5. How can small and medium manufacturers leverage Resolver to stay competitive, especially when they lack the deep engineering resources of larger enterprises?
Resolver is especially valuable for small and mid-sized manufacturers because it removes the need for one of the most brittle roles in automation: path planning. The problem isn’t just that path planning is specialized; it’s that it’s single-purpose. You might need ten hours of it one week, then nothing for a month. Compare that to CAD skills, broadly applicable across design, engineering, and manufacturing tasks.
This mismatch creates real overhead. Hiring a full-time path planner doesn’t make sense unless you’re running at a serious scale. But relying on an integrator whenever you need a change slows you down and eats into margins. And if you do hire someone, how do you know for sure that they’re good? What happens when they quit?

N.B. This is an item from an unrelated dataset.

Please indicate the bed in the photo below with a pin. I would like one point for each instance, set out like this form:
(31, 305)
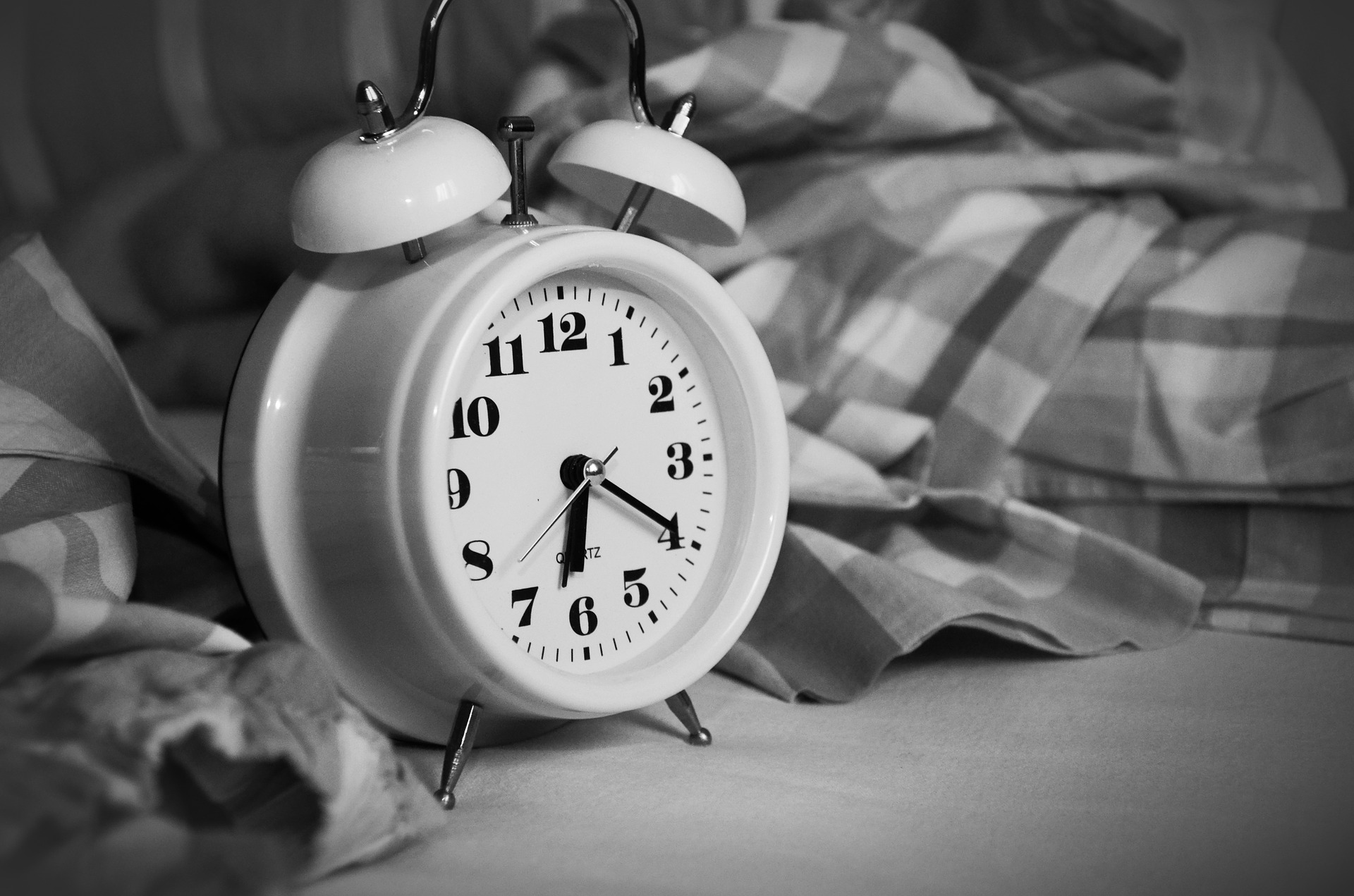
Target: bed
(1058, 300)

Resolver changes the equation. It gives organizations access to high-end planning capabilities without having to build a fragile in-house function or tie themselves to long-term contracts. More importantly, it lets you stay flexible. You don’t have to treat automation as a static thing just to make the economics work. You can adapt on the fly, without breaking the bank.
That’s how smaller manufacturers stay agile and competitive.
6. What’s next for Resolver—are there any upcoming integrations, AI enhancements, or features that will further empower robotic automation in Industry 4.0 environments?
The only integration we can publicly confirm right now is with Visual Components, which we’re launching at Automatica 2025. Several other integration projects are underway, but since they involve close collaboration with partners, we’ll coordinate announcements together with them. Longer term, you can expect integrations with more sophisticated 3D simulation platforms and even CAD tools to support early-phase design.
As for the product roadmap, we’re focused on three major pushes: some very AI-driven, others more standards- and rules-based. These include:
- Design-enabling tools: Think automatic robot positioning, EOAT selection, robot choice, and fixture design support. These are heavy on AI and aim to reduce the up-front work required to scope and build an automated cell.
- OEM standard adherence: For applications where robot motion needs to follow strict OEM guidelines, we’re building support to generate paths that align with those standards – no AI needed, just precision and correctness.
- Line-level tools: This includes features like line balancing, robot and EOAT allocation across multiple stations, and reachability validation at production scale. These will be deeply AI-enabled and cloud-powered.
The long-term vision is simple: customers bring the process they want to execute, and Resolver handles everything else. With a solid digital twin in place, this kind of full-stack automation isn’t theoretical – it’s within reach.